Are you thinking about adding a tripod to your photography equipment? Before you go out and buy the first tripod you see, check out this funny video by DigitalRev TV that looks at the pros and cons of tripods to find out if you really need one:
1. Stability. Three legs are always more stable than two. Camera shake can completely ruin a photo and people can’t help shake (no matter how steady we think our hands are). A good tripod doesn’t shake.
2. Slows down your work flow. Having to set up a tripod stops you from being trigger happy and just shooting random, pointless scenes. A tripod forces you to slow down, and think about the scene, light, and settings.
3. Good for long exposure, HDR, and double exposure. A high quality tripod ensures stability. Plus, you can always hang something heavy from the bottom to weigh it down even more. Enable mirror-lockup and use a remote to further guarantee zero movement. Even the slightest vibration can mess up your image, so a good, strong, sturdy tripod is the first step in getting sharp shots.
4. A must when shooting video. You definitely need a tripod for video shooting, unless you’re going for a gritty look or shooting documentary or reality TV style. But, for smooth panning and timelapses, for example, you need a tripod.
5. Goes extra low, extra high. Tripods can be adjusted to hold your camera at different levels. They can get down super low to the ground so you don’t have to, and you can set them up high to get high-up shots.
1. Not worth it if you can’t get a good one. If you can’t afford a good, quality tripod, then don’t bother. Cheaply manufactured tripods are likely to wobble. There’s no point in wasting your money; wait until you can afford a good one.

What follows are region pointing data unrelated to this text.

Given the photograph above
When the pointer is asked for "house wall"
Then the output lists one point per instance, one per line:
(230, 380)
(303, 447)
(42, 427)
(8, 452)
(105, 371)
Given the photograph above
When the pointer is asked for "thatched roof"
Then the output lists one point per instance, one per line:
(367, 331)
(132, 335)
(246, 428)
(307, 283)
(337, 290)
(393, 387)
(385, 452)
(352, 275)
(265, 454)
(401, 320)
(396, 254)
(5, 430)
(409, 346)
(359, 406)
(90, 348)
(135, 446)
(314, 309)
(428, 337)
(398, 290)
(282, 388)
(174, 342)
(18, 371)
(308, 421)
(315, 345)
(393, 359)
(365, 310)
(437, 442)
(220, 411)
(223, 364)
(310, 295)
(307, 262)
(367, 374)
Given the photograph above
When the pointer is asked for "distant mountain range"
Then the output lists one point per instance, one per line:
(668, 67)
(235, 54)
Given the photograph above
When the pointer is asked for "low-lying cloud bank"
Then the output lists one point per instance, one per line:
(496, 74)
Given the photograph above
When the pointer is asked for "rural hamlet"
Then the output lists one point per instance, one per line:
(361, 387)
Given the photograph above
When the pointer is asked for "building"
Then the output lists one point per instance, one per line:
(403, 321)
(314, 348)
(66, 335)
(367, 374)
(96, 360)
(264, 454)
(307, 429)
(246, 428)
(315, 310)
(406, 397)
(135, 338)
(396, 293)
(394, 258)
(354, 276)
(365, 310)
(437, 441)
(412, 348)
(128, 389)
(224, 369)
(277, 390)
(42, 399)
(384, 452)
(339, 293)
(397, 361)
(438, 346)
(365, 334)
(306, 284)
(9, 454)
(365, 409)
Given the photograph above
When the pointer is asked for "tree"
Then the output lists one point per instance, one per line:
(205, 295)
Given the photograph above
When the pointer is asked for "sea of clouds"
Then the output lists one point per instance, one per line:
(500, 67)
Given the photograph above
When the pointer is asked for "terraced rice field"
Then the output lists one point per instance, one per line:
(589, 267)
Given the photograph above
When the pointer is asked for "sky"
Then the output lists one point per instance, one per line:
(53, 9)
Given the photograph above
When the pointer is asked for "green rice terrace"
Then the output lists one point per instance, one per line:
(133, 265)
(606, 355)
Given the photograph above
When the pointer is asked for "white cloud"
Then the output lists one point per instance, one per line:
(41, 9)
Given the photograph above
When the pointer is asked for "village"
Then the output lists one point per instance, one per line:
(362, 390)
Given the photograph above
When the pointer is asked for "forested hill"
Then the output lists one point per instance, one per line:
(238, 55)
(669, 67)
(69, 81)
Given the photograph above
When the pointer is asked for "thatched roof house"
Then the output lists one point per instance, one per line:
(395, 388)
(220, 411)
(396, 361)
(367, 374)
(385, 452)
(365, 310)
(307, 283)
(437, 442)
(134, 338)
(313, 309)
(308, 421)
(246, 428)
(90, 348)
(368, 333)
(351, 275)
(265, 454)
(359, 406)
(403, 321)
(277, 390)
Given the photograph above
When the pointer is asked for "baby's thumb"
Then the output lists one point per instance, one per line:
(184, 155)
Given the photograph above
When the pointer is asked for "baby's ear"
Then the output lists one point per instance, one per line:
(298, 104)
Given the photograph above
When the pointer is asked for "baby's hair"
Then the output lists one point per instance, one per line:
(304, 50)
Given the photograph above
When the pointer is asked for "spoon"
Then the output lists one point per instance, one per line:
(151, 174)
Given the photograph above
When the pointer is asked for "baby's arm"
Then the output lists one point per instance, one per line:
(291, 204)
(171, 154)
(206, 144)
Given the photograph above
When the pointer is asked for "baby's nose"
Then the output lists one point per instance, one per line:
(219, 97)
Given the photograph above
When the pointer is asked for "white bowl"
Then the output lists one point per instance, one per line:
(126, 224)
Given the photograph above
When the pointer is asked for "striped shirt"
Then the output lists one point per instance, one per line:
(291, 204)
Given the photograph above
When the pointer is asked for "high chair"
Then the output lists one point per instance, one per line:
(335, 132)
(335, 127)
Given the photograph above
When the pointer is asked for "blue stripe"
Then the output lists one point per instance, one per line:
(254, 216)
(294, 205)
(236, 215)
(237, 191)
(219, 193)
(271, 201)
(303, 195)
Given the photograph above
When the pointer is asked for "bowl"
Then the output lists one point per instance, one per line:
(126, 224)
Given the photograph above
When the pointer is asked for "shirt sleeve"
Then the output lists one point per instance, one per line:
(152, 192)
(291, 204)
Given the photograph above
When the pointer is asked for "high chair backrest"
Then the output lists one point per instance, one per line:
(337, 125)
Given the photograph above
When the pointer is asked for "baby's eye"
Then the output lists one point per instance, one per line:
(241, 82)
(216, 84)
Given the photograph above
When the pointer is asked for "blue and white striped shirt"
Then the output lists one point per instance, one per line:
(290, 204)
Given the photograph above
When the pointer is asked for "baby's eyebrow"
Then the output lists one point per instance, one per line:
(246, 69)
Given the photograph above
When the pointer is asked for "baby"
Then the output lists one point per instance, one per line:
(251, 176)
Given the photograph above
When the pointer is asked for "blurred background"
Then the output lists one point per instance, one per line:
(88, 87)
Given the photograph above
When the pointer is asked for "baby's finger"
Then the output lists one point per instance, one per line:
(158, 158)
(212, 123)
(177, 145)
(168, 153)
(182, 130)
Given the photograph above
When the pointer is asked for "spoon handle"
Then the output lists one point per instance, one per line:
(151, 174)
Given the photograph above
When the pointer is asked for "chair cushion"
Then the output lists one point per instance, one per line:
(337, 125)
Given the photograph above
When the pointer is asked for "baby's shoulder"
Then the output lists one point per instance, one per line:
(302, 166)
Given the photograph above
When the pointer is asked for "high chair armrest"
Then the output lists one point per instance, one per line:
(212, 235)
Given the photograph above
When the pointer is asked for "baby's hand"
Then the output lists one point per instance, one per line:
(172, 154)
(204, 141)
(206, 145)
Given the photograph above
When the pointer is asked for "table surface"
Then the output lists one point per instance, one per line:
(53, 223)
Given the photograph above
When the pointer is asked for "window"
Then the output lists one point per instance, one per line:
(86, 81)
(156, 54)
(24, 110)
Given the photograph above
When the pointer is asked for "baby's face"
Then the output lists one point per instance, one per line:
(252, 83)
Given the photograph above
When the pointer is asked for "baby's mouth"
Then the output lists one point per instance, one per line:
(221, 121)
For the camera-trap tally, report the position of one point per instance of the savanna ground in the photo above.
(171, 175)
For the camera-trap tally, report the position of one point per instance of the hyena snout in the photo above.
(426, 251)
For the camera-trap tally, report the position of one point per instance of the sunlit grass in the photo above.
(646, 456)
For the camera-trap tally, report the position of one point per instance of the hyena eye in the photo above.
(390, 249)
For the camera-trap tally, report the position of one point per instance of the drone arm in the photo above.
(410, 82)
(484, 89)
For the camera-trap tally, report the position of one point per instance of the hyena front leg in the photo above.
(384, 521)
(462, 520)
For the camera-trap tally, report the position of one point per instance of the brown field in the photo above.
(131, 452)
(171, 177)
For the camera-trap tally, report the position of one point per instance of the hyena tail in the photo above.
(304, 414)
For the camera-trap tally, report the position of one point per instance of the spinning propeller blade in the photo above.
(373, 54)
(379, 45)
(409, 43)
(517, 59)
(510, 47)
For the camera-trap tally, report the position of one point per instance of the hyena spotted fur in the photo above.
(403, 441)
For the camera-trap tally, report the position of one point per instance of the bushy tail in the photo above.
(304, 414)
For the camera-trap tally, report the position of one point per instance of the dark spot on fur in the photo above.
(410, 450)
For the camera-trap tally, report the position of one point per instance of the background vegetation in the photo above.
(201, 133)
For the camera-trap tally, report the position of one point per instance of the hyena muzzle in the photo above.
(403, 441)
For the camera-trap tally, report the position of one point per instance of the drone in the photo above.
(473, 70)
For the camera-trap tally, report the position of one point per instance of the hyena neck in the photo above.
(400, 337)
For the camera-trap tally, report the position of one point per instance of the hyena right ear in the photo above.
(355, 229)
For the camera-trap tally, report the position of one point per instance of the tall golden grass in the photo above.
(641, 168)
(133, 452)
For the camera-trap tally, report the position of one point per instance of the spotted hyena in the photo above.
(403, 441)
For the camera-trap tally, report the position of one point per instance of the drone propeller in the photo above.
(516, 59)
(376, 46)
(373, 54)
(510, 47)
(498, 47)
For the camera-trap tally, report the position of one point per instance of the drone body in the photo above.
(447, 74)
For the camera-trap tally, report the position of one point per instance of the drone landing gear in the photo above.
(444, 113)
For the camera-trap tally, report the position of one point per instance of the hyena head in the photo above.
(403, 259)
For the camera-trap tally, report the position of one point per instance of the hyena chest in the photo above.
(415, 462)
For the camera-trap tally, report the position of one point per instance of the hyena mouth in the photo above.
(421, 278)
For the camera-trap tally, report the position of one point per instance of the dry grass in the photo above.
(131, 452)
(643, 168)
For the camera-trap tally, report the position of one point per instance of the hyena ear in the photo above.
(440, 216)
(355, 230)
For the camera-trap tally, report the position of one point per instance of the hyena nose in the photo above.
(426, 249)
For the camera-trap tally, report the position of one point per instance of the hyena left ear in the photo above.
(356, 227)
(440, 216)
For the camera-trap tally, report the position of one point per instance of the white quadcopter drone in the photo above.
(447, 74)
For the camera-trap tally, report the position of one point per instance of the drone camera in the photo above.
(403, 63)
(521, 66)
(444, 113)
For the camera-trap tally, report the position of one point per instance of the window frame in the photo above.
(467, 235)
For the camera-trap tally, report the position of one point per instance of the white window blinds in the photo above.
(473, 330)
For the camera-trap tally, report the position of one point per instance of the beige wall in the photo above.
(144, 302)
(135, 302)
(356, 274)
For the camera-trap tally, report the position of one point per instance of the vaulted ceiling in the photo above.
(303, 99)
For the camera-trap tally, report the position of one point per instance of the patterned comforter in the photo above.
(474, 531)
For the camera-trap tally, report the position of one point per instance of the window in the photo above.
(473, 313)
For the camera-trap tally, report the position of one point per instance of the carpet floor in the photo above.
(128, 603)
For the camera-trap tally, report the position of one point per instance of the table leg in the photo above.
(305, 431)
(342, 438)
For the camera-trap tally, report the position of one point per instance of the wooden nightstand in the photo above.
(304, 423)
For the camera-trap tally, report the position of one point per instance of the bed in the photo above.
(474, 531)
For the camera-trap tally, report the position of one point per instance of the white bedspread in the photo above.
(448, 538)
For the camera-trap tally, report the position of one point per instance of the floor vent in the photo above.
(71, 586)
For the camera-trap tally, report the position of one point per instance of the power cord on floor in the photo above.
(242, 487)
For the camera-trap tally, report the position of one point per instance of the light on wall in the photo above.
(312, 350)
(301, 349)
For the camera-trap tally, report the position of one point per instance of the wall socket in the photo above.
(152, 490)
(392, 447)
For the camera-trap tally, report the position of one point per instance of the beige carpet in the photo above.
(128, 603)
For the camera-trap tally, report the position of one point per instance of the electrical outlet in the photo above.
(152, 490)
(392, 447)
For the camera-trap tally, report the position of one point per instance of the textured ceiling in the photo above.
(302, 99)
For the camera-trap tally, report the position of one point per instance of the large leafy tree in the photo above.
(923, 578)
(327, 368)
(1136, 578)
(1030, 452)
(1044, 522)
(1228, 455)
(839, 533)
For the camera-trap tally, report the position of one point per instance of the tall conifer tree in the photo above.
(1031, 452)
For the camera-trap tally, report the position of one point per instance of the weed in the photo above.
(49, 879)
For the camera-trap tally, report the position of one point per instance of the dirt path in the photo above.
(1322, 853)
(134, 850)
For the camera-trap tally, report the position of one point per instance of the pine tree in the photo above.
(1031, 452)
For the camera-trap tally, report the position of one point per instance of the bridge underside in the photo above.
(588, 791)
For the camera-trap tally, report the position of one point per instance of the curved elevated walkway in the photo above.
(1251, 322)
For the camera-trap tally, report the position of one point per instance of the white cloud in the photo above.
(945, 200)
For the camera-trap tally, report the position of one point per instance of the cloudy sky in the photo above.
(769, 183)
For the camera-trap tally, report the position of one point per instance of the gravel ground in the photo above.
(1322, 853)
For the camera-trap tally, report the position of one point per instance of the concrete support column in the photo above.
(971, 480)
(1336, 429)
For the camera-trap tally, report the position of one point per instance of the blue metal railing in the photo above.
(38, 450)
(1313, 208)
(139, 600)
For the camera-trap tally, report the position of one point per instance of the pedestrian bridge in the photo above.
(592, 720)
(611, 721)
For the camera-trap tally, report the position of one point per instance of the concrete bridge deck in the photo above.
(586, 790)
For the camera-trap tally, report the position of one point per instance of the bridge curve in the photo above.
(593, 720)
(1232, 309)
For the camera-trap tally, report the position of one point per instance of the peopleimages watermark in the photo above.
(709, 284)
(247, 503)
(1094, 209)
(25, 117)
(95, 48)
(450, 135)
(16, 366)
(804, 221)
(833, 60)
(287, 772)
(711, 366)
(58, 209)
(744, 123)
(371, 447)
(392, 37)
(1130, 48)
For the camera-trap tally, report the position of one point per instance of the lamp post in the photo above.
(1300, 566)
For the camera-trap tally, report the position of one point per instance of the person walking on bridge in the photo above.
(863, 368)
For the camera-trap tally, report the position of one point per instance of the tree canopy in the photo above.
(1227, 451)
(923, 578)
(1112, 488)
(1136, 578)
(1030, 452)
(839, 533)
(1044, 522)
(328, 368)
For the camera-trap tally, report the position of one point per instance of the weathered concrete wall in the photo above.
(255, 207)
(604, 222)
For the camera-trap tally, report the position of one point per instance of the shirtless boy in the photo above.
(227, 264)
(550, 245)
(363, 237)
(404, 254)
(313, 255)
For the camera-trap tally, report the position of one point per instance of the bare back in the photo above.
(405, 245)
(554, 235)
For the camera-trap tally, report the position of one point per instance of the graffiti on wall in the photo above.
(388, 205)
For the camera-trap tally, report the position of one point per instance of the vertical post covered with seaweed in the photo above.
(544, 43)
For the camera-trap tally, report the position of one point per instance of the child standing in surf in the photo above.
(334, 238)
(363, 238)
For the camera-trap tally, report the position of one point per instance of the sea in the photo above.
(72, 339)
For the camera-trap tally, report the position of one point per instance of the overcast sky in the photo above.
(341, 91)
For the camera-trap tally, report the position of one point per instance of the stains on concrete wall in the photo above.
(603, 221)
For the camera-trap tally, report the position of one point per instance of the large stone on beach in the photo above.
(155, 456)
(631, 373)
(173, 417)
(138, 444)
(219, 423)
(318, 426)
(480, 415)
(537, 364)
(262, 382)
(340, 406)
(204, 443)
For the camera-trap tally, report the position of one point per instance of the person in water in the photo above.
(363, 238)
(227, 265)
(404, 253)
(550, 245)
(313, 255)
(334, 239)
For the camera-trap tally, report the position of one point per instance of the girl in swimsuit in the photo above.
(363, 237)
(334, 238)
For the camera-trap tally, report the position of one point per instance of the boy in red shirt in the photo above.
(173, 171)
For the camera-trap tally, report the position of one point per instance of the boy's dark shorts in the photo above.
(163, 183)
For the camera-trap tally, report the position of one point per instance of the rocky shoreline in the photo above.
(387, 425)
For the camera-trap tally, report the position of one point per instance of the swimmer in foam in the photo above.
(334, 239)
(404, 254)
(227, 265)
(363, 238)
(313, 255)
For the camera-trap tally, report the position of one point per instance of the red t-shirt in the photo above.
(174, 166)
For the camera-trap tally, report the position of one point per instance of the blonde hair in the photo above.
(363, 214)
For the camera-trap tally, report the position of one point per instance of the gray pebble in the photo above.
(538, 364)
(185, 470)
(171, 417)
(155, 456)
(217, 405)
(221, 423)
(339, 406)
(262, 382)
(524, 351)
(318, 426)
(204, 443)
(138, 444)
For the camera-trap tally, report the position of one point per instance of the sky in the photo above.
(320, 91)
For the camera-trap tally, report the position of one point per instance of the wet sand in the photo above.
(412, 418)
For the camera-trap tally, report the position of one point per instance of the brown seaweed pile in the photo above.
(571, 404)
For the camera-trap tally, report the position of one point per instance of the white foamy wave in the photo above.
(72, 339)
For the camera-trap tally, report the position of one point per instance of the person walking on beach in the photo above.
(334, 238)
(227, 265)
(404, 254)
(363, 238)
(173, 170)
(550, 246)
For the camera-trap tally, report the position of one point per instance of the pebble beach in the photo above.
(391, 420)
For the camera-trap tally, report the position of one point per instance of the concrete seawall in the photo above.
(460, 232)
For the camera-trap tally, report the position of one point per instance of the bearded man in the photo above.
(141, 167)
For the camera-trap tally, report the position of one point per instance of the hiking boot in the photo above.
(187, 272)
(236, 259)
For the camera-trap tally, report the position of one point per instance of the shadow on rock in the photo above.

2. Slows you down. If it takes too long to set up the tripod, you’re more likely to miss a good shot.
3. Tripod police. Tripods are strictly prohibited in some places, so having one on you will just create hassle. Smuggling a tripod in is not easy and if you get caught, you’re just going to get kicked out or even fined. Even if it’s not prohibited, using a tripod in a crowded place is not always appropriate—it just makes you in the way more.
4. Tripods are clumsy. They can be awkward to carry around, hitting people and objects and just getting in the way.
5. Could be an expensive accident. Sometimes—if you’re in a really crowded place, or have the tripod set up in a not-so-safe position, or are just not careful—accidents happen. You don’t want a slip or bump to knock the tripod over and risk smashing an expensive camera or lens.
The point is, while tripods come with many benefits that allow you to get clear, sharp images, sometimes carrying around a tripod can actually be a hindrance. It just depends on you, your preferred style and your shooting habits. Weigh the pros and cons before you invest in a tripod. In other words, think twice before you spend a lot of money on something you may not even need.